Stochastic Input Models in Online Computing

TL;DR

This paper explores twelve stochastic input models in online algorithms, analyzing their relationships and impact on competitive ratios through applications to secretary and prophet inequality problems.

Contribution

It introduces a unified framework for twelve stochastic models, revealing their relationships and effects on online problem performance.

Findings

Different models yield varying competitive ratios.

Relationships among models help understand online problem complexities.

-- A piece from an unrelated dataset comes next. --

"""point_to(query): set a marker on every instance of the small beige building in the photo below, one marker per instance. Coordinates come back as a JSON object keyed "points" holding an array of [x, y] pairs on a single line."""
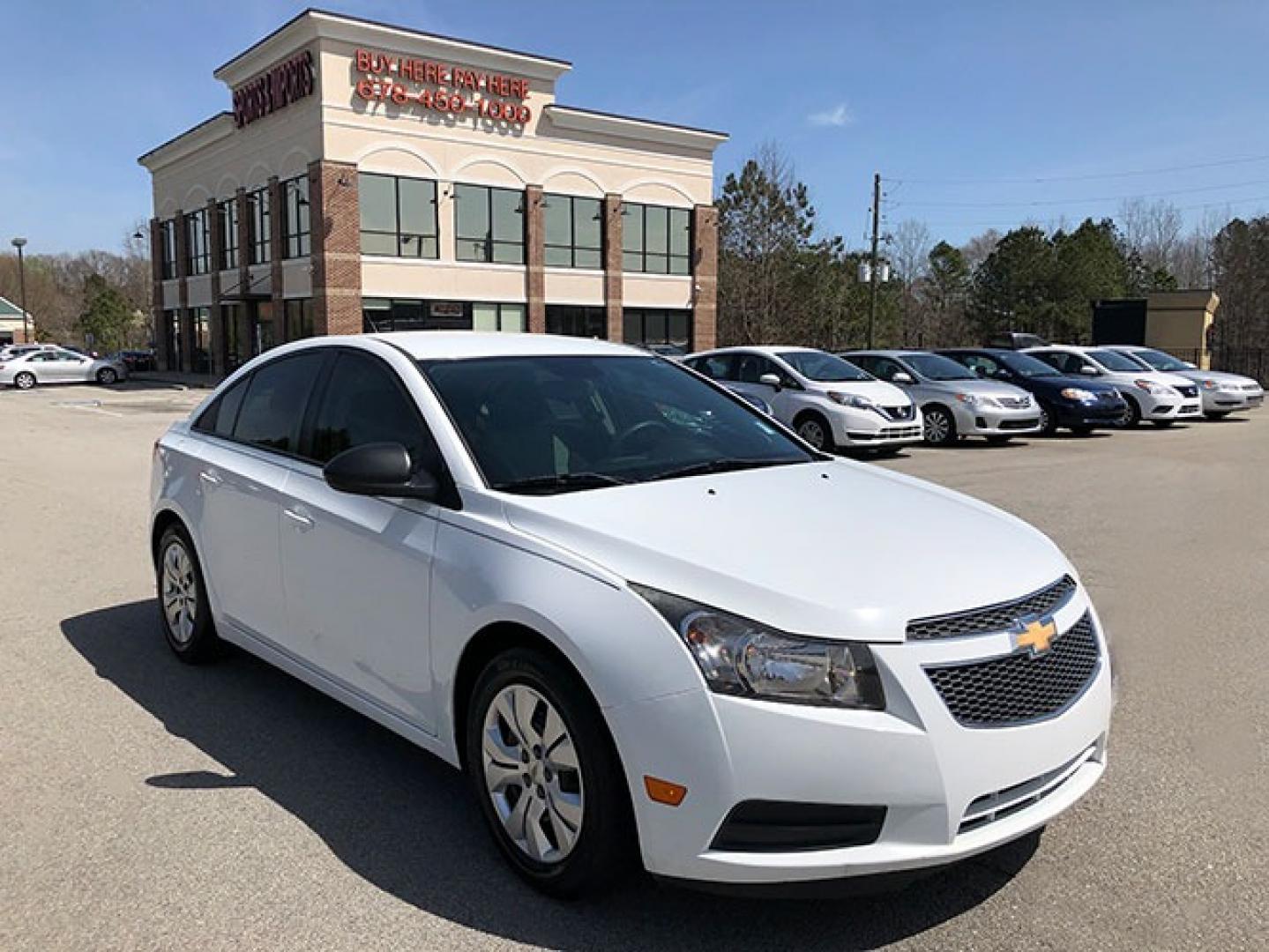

Applications to secretary and prophet problems illustrate model impacts.

Abstract

In this paper, we study twelve stochastic input models for online problems and reveal the relationships among the competitive ratios for the models. The competitive ratio is defined as the worst ratio between the expected optimal value and the expected profit of the solution obtained by the online algorithm where the input distribution is restricted according to the model. To handle a broad class of online problems, we use a framework called request-answer games that is introduced by Ben-David et al. The stochastic input models consist of two types: known distribution and unknown distribution. For each type, we consider six classes of distributions: dependent distributions, deterministic input, independent distributions, identical independent distribution, random order of a deterministic input, and random order of independent distributions. As an application of the models, we consider two basic online problems, which are variants of the secretary problem and the prophet inequality problem, under the twelve stochastic input models. We see the difference of the competitive ratios through these problems.